Apesar da pouca idade, a ascensão de João diante das teclas o levou para tocar junto das principais orquestras do mundo em um crescendo que nada teve de gradual. Infelizmente, na mesma velocidade, vieram os empecilhos que tentaram afastá-lo do instrumento. Ainda na adolescência, ele começou a sofrer com movimentos involuntários nas mãos causados por distonia focal, uma doença rara e incurável que afeta o sistema nervoso central.
Aos 26 anos, a poucos metros do Carnegie Hall, João teve um acidente jogando futebol no Central Park e rompeu o nervo ulnar, responsável pelo controle da sensibilidade e dos movimentos da mão e do antebraço. Em um mês, alguns de seus dedos se atrofiaram, o que o obrigou a tocar por algum tempo com dedeiras de aço que, não raras vezes, deixavam rastros de sangue nas teclas após suas apresentações.
Em seguida, em decorrência das 12 horas diárias de prática, veio a lesão por esforço repetitivo (LER). Depois, um assalto na Bulgária lhe provocou uma lesão cerebral. Mais tarde, o aparecimento de um tumor.
Por décadas, ele esteve preso em um compasso desarmônico e repetitivo de dor, fisioterapia, prognósticos pessimistas e cirurgias (24 no total), que, entre outras coisas, cortaram a ligação entre o cérebro e a mão direita.
Mesmo em momentos em que fez turnês tocando com apenas uma das mãos ou que precisou decorar as partituras, porque não conseguia passar as páginas durante os concertos, a obsessão de Martins pela música se mostrou maior que a falta de gentileza de seu destino. Ao longo das décadas, ele se despediu do piano algumas vezes. E, nesses intervalos, estudou regência, fundou a Orquestra Bachiana Filarmônica Sesi-São Paulo, ensinou música clássica a jovens de baixa renda e ajudou a democratizar o gênero.
Seu reencontro com o piano, inclusive, só aconteceu porque Martins levou Beethoven, Brahms, Tchaikovsky, Vivaldi e outros tantos nomes Brasil afora. Em 2019, o designer industrial Ubiratan Bizarro Costa, de Sumaré (SP), se emocionou com a despedida de João dos palcos e, assistindo aos vídeos do pianista, desenvolveu luvas que emulam a movimentação natural das mãos.
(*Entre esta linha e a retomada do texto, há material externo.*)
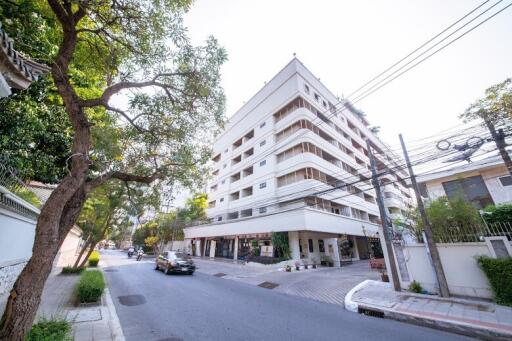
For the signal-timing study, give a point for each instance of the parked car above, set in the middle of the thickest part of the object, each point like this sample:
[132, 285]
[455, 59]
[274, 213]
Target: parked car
[175, 262]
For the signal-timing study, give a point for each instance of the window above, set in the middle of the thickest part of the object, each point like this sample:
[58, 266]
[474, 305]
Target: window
[321, 246]
[506, 181]
[473, 189]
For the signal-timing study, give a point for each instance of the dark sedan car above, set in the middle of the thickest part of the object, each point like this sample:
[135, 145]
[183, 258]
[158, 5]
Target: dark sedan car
[175, 262]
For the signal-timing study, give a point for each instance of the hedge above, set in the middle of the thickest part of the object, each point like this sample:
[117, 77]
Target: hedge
[499, 274]
[90, 286]
[50, 330]
[94, 258]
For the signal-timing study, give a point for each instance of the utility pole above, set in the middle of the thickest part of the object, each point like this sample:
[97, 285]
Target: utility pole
[499, 139]
[384, 221]
[434, 253]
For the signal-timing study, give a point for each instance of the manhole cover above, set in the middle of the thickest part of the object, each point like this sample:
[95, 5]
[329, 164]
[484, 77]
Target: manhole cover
[131, 300]
[268, 285]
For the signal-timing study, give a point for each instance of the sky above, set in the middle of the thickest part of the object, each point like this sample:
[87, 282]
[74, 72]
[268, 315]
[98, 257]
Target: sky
[346, 43]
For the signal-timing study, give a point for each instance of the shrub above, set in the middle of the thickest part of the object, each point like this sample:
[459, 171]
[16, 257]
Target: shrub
[50, 330]
[72, 270]
[94, 258]
[499, 273]
[90, 286]
[415, 287]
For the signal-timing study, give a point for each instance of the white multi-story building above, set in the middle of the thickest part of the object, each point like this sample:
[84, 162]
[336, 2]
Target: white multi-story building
[292, 160]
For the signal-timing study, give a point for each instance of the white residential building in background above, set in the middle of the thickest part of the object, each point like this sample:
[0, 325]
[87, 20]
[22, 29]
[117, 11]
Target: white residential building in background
[292, 160]
[481, 182]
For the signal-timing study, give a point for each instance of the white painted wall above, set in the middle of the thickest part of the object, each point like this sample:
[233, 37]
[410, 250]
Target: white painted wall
[462, 273]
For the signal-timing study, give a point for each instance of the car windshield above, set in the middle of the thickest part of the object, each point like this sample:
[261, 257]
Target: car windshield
[182, 256]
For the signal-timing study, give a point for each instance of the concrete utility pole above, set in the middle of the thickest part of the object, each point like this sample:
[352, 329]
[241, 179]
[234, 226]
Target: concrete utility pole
[384, 221]
[434, 253]
[499, 139]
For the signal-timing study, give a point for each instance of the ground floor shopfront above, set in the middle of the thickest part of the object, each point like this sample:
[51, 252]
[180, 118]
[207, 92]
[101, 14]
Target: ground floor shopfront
[313, 236]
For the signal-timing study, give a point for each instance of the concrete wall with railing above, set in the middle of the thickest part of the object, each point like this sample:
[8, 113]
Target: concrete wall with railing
[462, 273]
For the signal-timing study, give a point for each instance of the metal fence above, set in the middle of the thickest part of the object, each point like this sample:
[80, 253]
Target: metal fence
[468, 233]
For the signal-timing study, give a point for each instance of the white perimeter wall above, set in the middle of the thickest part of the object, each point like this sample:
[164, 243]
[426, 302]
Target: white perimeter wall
[462, 273]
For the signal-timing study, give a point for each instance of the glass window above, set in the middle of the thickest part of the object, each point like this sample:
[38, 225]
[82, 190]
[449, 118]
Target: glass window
[473, 189]
[506, 181]
[321, 246]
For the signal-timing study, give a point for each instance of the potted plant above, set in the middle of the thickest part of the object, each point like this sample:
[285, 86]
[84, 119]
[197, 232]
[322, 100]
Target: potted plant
[384, 276]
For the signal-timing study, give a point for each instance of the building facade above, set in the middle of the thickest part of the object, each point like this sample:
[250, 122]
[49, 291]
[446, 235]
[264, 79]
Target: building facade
[482, 182]
[294, 160]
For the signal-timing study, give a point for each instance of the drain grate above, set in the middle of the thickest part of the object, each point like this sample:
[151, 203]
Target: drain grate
[268, 285]
[370, 312]
[131, 300]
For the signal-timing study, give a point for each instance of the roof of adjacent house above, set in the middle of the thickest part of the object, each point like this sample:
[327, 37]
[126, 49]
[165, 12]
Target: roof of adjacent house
[486, 163]
[19, 70]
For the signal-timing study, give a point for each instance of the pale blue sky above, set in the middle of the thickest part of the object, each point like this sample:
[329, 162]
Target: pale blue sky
[346, 43]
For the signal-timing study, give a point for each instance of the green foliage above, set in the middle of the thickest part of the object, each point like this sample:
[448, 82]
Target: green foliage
[498, 214]
[495, 106]
[28, 196]
[281, 244]
[90, 286]
[94, 258]
[444, 215]
[499, 274]
[71, 270]
[50, 330]
[415, 287]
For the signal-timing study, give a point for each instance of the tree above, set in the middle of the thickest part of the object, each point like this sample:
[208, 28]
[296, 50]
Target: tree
[445, 215]
[132, 48]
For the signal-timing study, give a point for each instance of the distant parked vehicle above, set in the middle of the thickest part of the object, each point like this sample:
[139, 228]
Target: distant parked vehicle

Ao final de um concerto na cidade do interior paulista, Costa entregou um protótipo ao músico. Os dois trabalharam juntos ajustando a invenção até chegarem a um modelo (a sétima tentativa) de fibra de carbono revestida de neoprene com hastes de aço maleável nos dedos que funcionam como molas que levantam os dedos.
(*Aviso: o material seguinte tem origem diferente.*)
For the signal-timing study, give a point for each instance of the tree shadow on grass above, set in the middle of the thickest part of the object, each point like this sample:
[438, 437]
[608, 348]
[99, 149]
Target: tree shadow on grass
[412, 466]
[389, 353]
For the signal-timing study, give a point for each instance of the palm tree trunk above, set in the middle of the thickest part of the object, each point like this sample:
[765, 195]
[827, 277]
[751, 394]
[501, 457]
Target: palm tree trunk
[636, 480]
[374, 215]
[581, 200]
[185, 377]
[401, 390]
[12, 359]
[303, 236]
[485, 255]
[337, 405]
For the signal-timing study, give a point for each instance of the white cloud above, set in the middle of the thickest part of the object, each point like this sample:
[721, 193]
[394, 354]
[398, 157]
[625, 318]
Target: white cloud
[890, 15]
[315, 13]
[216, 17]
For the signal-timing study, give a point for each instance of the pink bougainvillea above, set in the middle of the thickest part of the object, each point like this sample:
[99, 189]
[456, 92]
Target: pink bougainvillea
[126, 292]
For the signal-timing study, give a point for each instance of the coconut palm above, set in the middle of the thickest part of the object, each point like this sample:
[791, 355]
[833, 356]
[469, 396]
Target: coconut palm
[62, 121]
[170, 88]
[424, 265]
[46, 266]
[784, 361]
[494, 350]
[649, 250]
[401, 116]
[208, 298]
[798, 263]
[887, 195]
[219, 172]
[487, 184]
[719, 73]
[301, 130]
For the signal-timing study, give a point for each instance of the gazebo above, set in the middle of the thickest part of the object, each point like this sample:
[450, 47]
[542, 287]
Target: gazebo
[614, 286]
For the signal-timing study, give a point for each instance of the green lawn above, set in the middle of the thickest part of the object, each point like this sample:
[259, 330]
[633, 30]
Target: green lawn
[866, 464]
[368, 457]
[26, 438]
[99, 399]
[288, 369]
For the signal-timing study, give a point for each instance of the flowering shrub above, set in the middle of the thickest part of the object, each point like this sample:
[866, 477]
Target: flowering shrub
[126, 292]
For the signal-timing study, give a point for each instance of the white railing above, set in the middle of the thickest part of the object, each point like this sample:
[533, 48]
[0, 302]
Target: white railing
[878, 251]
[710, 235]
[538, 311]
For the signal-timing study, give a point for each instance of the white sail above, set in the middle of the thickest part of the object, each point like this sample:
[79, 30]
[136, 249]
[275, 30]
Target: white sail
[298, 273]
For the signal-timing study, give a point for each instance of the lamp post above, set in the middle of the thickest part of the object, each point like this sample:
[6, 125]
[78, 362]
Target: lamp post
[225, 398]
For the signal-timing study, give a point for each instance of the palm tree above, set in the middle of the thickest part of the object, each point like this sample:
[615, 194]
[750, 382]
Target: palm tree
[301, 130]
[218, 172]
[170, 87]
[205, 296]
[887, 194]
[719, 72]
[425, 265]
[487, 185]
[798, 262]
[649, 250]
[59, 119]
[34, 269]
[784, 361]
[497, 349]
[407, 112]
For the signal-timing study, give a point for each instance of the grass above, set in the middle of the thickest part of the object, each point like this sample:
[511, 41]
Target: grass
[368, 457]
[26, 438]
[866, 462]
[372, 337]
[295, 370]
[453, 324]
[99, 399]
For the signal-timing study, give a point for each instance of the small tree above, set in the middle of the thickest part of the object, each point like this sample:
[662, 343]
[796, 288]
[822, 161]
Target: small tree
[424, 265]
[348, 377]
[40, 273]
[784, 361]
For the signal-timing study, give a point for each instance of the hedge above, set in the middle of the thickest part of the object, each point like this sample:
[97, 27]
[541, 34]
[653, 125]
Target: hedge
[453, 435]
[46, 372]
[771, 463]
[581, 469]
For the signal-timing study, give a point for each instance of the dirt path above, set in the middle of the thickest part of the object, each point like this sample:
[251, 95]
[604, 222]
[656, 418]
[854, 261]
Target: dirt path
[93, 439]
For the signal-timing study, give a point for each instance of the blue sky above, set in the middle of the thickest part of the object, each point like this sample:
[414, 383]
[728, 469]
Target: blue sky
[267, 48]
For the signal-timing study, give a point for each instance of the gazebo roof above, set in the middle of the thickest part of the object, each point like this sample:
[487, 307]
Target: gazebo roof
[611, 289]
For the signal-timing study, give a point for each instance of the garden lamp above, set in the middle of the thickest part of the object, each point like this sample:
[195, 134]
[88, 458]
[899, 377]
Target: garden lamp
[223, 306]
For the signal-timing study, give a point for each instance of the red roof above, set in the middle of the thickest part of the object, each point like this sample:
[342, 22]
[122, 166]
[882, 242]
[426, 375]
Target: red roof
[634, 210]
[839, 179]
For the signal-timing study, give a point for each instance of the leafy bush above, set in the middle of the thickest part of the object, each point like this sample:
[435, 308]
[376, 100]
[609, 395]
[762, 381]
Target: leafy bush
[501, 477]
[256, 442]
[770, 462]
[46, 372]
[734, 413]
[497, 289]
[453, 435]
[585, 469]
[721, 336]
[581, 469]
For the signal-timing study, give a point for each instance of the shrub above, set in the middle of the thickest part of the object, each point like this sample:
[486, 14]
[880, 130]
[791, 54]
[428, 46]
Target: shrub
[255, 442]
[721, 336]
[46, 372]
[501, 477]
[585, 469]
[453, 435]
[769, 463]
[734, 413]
Antes das luvas biônicas, Martins tocava só com dois dedos. Com o artefato ele pôs os 10 dedos no teclado pela primeira vez em 22 anos. Acidentes fazem parte da partitura e, no caso da vida de João, foram esses altos e baixos que tornaram sua carreira um espetáculo para ser aplaudido de pé.
* O jornalista viajou a convite da Delta Airlines, patrocinadora do evento.